Why Ease Has to Come Before Energy in Bendy Menopause

Pacing, Hypermobility, Dysautonomia, and Nervous System Load

Important note:
This article is for educational purposes only and is not medical advice. It does not replace individualized care from a qualified healthcare professional. Always consult your own clinician before making changes to medical treatment, exercise, or activity plans.

For many people with hypermobility, dysautonomia, or sensitive nervous systems, menopause marks a clear shift. Things that once felt neutral—walking, social plans, exercise, even “good stress”—suddenly come with a cost. Rest helps, but it doesn’t reliably restore energy. Recovery takes longer. Symptoms flare more easily. Tolerance feels unpredictable.

This pattern is common in what I call Bendy Menopause. Not because bodies are weak, but because physiologic margin is reduced. When that margin shrinks, pacing stops being a wellness concept and becomes a core clinical strategy.

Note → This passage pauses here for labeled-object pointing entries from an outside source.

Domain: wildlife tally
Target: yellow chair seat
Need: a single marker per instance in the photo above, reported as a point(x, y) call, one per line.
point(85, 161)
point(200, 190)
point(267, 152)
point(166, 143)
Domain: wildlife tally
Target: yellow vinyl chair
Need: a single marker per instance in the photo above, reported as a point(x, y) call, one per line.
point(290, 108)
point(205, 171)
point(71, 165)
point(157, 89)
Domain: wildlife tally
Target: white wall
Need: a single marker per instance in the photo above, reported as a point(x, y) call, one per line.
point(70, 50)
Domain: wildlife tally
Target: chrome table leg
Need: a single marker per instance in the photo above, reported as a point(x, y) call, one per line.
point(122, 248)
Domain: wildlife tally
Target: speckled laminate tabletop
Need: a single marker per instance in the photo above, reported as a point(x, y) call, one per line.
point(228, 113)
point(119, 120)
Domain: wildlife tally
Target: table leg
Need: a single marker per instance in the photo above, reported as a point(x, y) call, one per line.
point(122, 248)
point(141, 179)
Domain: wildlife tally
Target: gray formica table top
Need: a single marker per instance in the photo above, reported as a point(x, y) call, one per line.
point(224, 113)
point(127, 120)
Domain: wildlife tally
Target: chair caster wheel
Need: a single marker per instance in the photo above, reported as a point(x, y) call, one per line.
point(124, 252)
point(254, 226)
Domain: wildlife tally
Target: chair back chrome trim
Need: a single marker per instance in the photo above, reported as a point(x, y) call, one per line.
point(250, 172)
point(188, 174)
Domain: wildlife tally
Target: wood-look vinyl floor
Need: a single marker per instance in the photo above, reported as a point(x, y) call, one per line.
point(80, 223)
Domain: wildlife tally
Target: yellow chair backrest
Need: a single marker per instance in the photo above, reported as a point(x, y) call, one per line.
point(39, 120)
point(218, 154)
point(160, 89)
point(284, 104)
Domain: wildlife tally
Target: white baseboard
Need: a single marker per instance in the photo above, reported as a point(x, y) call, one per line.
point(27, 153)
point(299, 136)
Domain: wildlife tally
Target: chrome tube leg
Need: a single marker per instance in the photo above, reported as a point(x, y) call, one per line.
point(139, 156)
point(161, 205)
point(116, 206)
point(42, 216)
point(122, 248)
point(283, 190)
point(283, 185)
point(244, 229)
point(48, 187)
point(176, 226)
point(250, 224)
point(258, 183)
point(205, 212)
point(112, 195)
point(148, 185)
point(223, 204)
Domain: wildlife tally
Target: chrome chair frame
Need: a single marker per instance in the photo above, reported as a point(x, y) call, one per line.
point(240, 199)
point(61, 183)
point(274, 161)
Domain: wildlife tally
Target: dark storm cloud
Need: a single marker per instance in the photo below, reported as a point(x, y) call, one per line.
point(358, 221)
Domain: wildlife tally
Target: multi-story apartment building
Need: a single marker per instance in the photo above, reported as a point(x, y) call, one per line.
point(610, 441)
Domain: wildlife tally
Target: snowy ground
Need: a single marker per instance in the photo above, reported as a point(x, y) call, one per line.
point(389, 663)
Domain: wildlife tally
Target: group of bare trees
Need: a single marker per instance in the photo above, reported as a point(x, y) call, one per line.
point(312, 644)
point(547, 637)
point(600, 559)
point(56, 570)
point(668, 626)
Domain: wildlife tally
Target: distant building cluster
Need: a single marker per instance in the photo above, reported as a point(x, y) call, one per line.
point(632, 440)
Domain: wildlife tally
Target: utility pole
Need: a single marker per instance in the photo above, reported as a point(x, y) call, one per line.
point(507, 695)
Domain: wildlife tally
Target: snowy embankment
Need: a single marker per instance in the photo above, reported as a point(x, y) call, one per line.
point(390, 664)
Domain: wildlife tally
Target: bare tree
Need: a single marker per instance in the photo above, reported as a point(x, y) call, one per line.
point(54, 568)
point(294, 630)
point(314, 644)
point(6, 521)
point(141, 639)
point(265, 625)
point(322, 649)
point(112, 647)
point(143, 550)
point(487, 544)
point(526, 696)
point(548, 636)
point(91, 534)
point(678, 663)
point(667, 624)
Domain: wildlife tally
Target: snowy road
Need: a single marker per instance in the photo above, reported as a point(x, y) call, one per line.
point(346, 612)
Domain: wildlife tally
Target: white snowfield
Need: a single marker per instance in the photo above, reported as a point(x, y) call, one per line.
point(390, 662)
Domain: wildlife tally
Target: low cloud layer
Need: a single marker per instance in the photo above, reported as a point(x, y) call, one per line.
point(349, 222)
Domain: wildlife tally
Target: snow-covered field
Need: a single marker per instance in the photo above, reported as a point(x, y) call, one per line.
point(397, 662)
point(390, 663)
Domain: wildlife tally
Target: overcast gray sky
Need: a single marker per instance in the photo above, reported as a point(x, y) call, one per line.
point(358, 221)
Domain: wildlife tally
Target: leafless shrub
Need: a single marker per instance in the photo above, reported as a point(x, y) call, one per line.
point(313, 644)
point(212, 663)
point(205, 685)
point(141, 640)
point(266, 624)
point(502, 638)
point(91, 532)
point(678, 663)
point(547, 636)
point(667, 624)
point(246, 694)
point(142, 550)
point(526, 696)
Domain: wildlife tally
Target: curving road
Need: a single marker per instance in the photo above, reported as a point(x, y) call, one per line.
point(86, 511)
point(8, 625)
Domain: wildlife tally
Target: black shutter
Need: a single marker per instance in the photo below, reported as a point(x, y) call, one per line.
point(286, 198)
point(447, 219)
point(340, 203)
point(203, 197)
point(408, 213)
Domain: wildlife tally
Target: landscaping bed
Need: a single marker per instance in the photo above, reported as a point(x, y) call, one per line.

What Pacing Actually Means

Pacing is an activity management approach that aims to prevent symptom exacerbation by matching demand to current capacity. It involves breaking activities into smaller segments, limiting cumulative load, and building in planned recovery—rather than relying on push-through-and-crash cycles.¹

Pacing has been studied most extensively in conditions like postural orthostatic tachycardia syndrome (POTS) and chronic fatigue, where overexertion reliably worsens symptoms and delays recovery.¹ While menopause-specific research is limited, pacing is especially relevant for people with hypermobility spectrum disorders (HSD) and hypermobile Ehlers-Danlos syndrome (hEDS), particularly during physiologic transitions when autonomic regulation becomes less stable.

Pacing is not avoidance.
It’s a way of protecting nervous system capacity so tolerance can rebuild.

Why Hypermobility and Dysautonomia Matter Here

Hypermobility conditions frequently overlap with autonomic dysfunction, especially POTS. Clinical guidelines now explicitly recognize this, noting high rates of orthostatic intolerance, fatigue, gastrointestinal dysmotility, and cognitive symptoms in people with hEDS/HSD.²

POTS is characterized by excessive heart-rate increase on standing and often includes exercise intolerance, brain fog, and post-exertional symptom flares.³ Its physiology is complex, involving altered hemodynamics, impaired autonomic control, and disrupted cerebral blood flow regulation.⁴

Many hypermobile people compensate for years—until menopause reduces the buffering that made that compensation possible.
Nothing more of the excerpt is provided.